The middle class are being wiped out, you either make it big time or you're in the bottom rungs. Sure we're not squabbling over foodscraps yet but the quality of living is slowly dropping for quite a few.
we eat insects already (Score:3)
Re:we eat insects already (Score:5, Insightful)
Actually, we all do. Not just the ones that end up in our food by accident that we don't notice (how much bug powder per gram of flour?), but also intentional inclusions like cochineal and various other additives.
Really we just need to get over our insect eating phobia: it's all arbitrary. Steak good, meal-worm bad. Moreton-Bay bugs good, other bugs bad. The distinction is nonsense (not to mention completely absent in many cultures) - get over it people.
Re:we eat insects already (Score:3)
its when people want to tell me that I cant eat Y that we have a problem
Re:we eat insects already (Score:2, Insightful)
Has someone told you that you can't eat something? I mean, assuming you aren't a Jew, Muslim, Catholic, Seventh Day Adventist, Hindu, Sikh or Buddhist.
Other than religious restrictions, who the fuck is telling you you can't eat something? Wait, has your mom been telling you to lay off the Cheetohs and pork rinds again?

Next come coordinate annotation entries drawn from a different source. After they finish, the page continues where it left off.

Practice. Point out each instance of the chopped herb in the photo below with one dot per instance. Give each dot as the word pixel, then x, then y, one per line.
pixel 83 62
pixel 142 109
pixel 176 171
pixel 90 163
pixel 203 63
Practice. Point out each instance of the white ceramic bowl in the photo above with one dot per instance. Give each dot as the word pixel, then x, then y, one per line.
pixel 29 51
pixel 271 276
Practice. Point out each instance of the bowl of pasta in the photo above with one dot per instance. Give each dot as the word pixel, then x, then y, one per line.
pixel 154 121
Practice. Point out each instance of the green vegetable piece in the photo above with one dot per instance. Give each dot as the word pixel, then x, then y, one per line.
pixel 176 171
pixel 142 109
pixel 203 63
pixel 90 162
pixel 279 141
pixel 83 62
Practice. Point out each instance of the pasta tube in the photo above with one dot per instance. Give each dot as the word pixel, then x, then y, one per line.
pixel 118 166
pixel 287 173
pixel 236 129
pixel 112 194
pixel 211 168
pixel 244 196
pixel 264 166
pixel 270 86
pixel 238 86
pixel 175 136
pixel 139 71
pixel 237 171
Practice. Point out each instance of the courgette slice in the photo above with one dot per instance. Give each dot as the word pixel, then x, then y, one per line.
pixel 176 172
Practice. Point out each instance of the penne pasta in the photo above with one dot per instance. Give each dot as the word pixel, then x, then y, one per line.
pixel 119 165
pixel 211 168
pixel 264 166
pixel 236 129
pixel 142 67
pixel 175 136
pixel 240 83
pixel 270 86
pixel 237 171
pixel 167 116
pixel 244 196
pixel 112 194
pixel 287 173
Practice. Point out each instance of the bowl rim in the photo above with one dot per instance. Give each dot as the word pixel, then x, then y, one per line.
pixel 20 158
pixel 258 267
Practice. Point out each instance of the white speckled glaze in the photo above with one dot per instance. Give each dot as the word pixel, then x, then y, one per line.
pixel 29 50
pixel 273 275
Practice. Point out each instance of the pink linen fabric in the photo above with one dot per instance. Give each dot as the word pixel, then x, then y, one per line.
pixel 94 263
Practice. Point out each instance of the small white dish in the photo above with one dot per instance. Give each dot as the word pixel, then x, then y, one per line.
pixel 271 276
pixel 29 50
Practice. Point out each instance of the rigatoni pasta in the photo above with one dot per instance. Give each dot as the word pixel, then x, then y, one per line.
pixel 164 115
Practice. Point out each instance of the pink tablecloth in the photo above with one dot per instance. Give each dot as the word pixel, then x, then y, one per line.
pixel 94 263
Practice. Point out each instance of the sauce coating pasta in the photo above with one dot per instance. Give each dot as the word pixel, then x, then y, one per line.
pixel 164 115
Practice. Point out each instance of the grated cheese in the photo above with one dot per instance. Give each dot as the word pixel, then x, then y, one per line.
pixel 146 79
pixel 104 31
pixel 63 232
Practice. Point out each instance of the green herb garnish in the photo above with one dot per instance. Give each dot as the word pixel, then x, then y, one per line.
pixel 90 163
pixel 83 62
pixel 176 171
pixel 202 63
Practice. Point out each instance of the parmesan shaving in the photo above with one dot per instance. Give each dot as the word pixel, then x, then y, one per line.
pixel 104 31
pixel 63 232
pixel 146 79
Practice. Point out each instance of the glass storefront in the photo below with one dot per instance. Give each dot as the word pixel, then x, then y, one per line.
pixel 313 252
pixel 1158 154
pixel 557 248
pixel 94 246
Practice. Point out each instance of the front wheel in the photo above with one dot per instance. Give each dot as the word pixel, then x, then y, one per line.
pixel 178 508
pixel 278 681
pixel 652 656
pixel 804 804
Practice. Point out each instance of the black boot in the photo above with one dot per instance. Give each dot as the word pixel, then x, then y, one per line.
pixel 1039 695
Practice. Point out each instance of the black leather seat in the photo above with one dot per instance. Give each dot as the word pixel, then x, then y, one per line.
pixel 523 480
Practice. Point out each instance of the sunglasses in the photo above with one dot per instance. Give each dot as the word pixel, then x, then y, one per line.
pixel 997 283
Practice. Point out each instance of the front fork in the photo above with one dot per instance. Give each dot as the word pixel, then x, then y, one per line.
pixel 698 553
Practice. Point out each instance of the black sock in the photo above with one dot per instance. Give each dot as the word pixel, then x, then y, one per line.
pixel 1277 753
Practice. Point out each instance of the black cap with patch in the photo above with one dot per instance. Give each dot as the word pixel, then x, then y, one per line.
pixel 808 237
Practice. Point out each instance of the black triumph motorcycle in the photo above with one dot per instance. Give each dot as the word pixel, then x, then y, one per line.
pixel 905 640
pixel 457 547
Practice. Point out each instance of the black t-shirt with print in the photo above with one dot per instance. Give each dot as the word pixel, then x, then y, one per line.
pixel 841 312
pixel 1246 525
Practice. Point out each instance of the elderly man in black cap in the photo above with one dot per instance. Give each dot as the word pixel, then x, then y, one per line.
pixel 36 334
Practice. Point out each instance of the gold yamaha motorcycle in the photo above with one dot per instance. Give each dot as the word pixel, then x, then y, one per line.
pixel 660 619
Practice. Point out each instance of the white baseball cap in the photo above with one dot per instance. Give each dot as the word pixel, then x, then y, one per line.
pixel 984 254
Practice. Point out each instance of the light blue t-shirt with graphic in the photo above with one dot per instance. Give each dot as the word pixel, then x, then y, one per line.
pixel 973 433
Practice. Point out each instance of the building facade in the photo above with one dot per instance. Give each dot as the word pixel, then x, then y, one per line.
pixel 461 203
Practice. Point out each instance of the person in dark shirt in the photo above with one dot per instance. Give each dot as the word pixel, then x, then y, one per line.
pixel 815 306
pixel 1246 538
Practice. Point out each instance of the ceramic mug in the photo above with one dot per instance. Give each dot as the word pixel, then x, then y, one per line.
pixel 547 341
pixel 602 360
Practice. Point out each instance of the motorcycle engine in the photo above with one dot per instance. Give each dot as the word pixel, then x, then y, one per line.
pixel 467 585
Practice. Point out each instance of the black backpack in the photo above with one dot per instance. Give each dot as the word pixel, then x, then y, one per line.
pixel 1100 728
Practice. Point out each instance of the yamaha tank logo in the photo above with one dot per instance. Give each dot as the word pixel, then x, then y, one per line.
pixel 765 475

Re:we eat insects already (Score:3)
Other than religious restrictions, who the fuck is telling you you can't eat something? Wait, has your mom been telling you to lay off the Cheetohs and pork rinds again?
There is a subset of militant vegans (well, they're not really militant, they just won't STFU) who want everyone else to stop eating meat. They have some good points*, but again, they are mostly annoying.
* sometimes they lock pretty naked girls in cages on the street for others' amusement
Re:we eat insects already (Score:3)
"Want" and "tell me I can't" are a long way apart.
Sounds like the gentleman's club out on Route 41.
Some anit-religious restrictions... (Score:2)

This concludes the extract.